Liza tried to smile. “Well. I agree with you that the opposite of unhappiness is not money. Money cannot buy happiness. But love isn’t a very reliable currency, either, you know. And I don’t think only of myself when I think of marriage. I think of Bosbrea. Of the hundreds of tenants who work the land, who rely on me for their support and livelihood.” She could sell the land—but the men with the money to buy it no longer looked to farming for their incomes. Men like Hollister looked beneath the ground to minerals for their fortunes, or to timber, or acres for factories . . . “My future is not only my own, darling.”

  Such good sense she spoke. Would that she could listen to herself!

  Mather was studying her. “Is it love, then?”

  Her throat closed. “Oh, Mather,” she said with difficulty. “Don’t be ridiculous.”

  Oh, Liza, she added silently. Please, please don’t be ridiculous.

  CHAPTER SEVENTEEN

  Mr. Smith, the spirit writer, had insisted on particular scenery: dark, dimly lit, with high ceilings to allow for “circulation of the vapors” . . . whatever that meant. In conference with Mather, Liza had chosen to host his event in the portrait gallery, which she had filled with standing candelabra to aid the mood. He took a seat now beneath a portrait of her father and laid out his utensils—a pot of ink; a feathered quill; a stack of vellum—atop a small writing desk, which he’d brought with him all the way from York.

  Mysterious glyphs had been carved down the desk’s polished wood legs.
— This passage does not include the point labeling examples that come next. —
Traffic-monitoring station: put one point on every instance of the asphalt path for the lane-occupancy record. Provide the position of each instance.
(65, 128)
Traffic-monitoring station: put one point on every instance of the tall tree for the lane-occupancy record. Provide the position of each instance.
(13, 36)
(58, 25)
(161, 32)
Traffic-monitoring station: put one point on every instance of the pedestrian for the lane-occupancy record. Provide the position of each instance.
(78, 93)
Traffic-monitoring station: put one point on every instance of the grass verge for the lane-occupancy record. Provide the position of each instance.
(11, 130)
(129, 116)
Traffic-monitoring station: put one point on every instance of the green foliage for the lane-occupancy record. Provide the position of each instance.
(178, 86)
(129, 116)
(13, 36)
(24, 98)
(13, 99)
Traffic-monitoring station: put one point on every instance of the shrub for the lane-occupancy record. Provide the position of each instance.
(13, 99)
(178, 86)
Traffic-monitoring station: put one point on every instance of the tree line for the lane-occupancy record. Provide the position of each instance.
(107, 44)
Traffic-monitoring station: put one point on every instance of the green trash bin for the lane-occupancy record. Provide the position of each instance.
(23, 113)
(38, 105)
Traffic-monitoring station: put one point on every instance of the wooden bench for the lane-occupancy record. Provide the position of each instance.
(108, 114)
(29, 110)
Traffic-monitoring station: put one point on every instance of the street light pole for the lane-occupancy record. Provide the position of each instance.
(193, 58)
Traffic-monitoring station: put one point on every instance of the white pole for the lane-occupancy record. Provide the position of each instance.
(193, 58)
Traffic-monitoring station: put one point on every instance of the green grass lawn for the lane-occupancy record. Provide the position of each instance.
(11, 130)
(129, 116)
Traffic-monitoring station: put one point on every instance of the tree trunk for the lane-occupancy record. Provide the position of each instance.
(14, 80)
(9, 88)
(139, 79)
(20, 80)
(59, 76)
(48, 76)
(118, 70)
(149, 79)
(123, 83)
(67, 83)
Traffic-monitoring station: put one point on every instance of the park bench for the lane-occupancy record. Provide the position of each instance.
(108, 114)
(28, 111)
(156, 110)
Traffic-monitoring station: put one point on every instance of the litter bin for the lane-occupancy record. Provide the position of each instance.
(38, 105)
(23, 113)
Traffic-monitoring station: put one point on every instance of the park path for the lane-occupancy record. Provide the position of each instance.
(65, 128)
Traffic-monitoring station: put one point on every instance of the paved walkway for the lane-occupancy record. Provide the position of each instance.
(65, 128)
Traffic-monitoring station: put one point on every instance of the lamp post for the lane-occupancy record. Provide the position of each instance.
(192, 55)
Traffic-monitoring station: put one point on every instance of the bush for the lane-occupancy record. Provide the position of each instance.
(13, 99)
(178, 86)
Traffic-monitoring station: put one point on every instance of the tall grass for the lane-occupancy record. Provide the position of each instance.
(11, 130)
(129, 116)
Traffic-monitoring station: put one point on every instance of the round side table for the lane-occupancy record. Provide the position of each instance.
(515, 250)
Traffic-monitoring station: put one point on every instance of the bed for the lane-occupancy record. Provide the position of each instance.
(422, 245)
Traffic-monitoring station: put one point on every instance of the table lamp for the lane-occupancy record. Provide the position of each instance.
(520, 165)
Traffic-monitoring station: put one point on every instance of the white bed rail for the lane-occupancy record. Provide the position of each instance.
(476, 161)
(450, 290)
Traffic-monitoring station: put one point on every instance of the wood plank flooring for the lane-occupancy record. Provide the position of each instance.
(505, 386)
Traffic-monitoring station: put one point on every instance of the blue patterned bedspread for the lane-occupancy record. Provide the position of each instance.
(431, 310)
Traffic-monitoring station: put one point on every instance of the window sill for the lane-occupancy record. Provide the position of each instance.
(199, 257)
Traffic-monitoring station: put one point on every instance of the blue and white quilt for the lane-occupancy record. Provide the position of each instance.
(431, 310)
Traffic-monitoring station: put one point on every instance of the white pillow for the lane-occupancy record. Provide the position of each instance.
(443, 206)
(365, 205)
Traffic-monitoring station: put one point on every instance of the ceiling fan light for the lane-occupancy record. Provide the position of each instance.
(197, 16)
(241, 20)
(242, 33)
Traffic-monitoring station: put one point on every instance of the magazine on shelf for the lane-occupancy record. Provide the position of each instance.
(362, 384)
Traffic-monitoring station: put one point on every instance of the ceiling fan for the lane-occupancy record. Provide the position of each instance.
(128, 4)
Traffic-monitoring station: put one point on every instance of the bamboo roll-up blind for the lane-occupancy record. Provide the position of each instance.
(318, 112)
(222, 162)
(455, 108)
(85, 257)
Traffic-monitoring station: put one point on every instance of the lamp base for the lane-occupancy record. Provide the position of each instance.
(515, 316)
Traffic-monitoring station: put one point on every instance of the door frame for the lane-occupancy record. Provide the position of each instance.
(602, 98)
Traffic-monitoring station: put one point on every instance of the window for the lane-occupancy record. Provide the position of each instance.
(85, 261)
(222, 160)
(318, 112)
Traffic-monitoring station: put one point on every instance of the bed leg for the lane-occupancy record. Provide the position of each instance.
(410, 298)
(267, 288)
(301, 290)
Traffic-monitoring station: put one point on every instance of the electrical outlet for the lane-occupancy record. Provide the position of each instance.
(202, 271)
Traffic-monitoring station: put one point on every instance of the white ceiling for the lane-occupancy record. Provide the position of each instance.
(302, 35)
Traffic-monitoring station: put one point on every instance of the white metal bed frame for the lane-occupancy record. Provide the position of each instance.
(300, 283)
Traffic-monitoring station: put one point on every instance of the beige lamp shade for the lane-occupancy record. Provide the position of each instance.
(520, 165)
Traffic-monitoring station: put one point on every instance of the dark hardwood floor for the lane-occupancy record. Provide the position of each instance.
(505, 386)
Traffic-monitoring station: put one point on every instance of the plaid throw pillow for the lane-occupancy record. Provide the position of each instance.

Liza might not have noticed them had she not been trying so intently to avoid Michael’s eyes. He stood two feet away, and he was making no effort to disguise his interest in her. She felt his steady look like a hot hand on her skin. He wanted her to look back at him. She couldn’t. The scene on the terrace seemed to have left her sensitized almost beyond her ability to bear. If she looked at him, she would go to him; if she went to him, she would take him by the arm and drag him out of this scene.

  He’d lit a fire she did not know how to put out.

  It’s not love. It’s not.

  Desperate to distract herself, she leaned toward Lydia, who had walked in with her. “Those symbols on the desk.” Yes, very good, Liza. What of them? “Aren’t they remarkable? Do you recognize them?” Lydia was something of an expert in such things.

  “Not in the least,” Lydia replied. “They’re vaguely reminiscent of hieroglyphs, but I suspect some artist had a very good time inventing them.”

  “A fraud?” said James. “Denounce him, Lyd.”

  This exchange made both the Sanburnes laugh loudly. For her part, Liza gathered it was a reference to how they’d first met—James had been taunting his father in public with some artifact that Lydia had decried as fake.

  A vivid vision opened in her mind . She and Michael might trade such jokes—a sly allusion to the trustworthiness of mere country doctors. He would laugh, and so would she. And nobody else in this room would understand.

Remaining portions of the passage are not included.